WikiSQE: A Large-Scale Dataset for Sentence Quality Estimation in Wikipedia

Authors: Kenichiro Ando, Satoshi Sekine, Mamoru Komachi

AAAI 2024 | Conference PDF | Archive PDF | Plain Text | LLM Run Details

Reproducibility Variable Result LLM Response
Research Type Experimental In the experiment with automatic classification using competitive machine learning models, sentences that had problems with citation, syntax/semantics, or propositions were found to be more difficult to detect. In addition, by performing human annotation, we found that the model we developed performed better than the crowdsourced workers.
Researcher Affiliation Academia Kenichiro Ando1, Satoshi Sekine1, Mamoru Komachi2 1RIKEN AIP 2Hitotsubashi University
Pseudocode No No pseudocode or algorithm blocks were found in the paper.
Open Source Code Yes The dataset and codes used in this work are publicly available 3.https://github.com/ken-ando/Wiki SQE
Open Datasets Yes Here, we propose Wiki SQE, the first large-scale dataset for sentence quality estimation in Wikipedia. The dataset and codes used in this work are publicly available 3.https://github.com/ken-ando/Wiki SQE
Dataset Splits Yes For the development and test data, we randomly extract 500 positive and 500 negative examples each and concatenate them to make 1000 sentences.
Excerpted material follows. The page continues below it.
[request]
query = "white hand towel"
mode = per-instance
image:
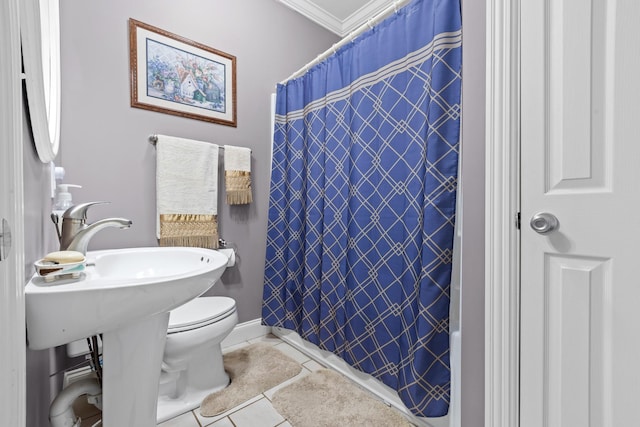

The remaining data were used as training data.
Hardware Specification No No specific hardware details (e.g., GPU/CPU models, memory) used for running experiments were provided in the paper.
Software Dependencies No The paper mentions models like DeBERTa V3, BERT, and RoBERTa, and a tool pySBD, but does not specify version numbers for the underlying software libraries or frameworks used (e.g., PyTorch, TensorFlow, HuggingFace Transformers versions).
Experiment Setup Yes The maximum number of training epochs is 20, and the model that records the highest F1 in the development set is used as the best model to predict the test set. The learning rate is determined by searching among 1-e6, 5-e6, 1-e5, and 5-e5. The maximum input sequence length is 256 and the batch size is 64. In all setups, we report the average F1 values of the experiments with three different seeds.